Regards suturés, sueurs mêlées, poings épuisés, ils s’étaient sauté dessus six semaines plus tard, après le passage devant le maire du Xe où il habitait. Mc Cash avait rencontré Zoé pour la première fois, belle plante et tempérament à peine moins calme que sa sœur, qui venait de s’installer en Bretagne. Les jeunes mariés n’avaient pas traîné. Angélique baisait comme elle dansait l’afro-beat, en transe et en fermant les yeux, lui empalé sur elle rêvait en bloc, la sculptait de ses grandes mains aimantes, créant une œuvre nouvelle à chaque salve d’extase. La foudre était tombée sur la savane. Mc Cash l’avait aimée tout de suite, dès leur première nuit l’un contre l’autre, aussi profondément qu’Angélique ouvrait grand les cuisses, et elle aussi semblait aimer ça. Mais il fallait divorcer. C’est ce qui était convenu.
— Pourquoi?
— Pour se sentir libre.
Angélique avait dit oui à tout, le divorce, l’idée de se revoir.
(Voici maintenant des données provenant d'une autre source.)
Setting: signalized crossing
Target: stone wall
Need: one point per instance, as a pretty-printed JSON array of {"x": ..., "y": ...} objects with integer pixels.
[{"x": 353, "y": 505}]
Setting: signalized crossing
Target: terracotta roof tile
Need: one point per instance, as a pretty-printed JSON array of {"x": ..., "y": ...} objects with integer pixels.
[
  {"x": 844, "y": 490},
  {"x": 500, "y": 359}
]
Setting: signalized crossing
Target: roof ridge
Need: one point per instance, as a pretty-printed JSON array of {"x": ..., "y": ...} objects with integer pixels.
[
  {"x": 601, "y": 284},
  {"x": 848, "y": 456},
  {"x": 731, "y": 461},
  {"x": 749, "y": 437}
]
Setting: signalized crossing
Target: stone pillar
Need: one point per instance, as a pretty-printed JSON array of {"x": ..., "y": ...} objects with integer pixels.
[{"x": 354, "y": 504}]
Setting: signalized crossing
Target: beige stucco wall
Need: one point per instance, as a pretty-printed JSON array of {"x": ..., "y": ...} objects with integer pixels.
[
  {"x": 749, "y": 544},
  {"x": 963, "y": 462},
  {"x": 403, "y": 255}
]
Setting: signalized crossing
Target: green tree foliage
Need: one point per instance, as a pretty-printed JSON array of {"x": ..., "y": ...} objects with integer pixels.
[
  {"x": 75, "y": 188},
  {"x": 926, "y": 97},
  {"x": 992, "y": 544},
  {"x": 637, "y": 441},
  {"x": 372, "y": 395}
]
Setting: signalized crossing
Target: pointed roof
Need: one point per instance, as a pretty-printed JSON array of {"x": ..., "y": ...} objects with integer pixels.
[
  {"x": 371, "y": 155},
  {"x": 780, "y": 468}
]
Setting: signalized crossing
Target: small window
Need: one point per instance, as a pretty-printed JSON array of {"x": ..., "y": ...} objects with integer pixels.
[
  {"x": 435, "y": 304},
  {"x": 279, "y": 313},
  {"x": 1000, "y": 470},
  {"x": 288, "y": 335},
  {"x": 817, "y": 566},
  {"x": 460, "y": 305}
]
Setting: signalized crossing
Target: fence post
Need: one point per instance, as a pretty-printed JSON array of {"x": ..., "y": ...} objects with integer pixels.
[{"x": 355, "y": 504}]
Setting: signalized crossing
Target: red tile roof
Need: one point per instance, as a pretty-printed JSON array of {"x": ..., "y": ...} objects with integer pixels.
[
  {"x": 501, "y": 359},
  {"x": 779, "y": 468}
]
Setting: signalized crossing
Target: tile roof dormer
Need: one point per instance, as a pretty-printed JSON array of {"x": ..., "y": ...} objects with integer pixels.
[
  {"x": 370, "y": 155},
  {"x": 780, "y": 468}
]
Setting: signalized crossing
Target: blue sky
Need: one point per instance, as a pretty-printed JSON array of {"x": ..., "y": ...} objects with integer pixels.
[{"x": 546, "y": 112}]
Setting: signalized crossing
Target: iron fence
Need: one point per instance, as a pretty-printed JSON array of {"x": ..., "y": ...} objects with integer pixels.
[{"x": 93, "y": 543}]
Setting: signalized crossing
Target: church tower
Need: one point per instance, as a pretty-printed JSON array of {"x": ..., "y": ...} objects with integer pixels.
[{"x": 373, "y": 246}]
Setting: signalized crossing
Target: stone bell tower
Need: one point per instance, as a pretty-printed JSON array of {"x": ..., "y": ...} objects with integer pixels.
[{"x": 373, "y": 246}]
C’était ça ou lui casser les dents.
À peu près tout les opposait, elle était noire et militante, il était blanc et désengagé, elle appelait sa vieille grand-mère restée au pays tous les dimanches, lui avait oublié sa famille en Irlande, ses amis, avait paumé leur numéro de téléphone, ils étaient l’aube et le crépuscule mus par des élans contradictoires, mais Angélique l’aimait.
Ils avaient recouché ensemble sous la douche du club de Saint-Ouen après l’entraînement, trois jours avant la prononciation du divorce. Ça sentait le sexe et la sueur des autres dans le vestiaire déserté. Angélique en avait encore le ventre tout tapissé d’étoiles.
— Je fais un concert samedi soir, dit-elle en se rhabillant.
— Ah oui… C’est quoi, du zouk?
Elle lui aurait volontiers crevé l’autre œil.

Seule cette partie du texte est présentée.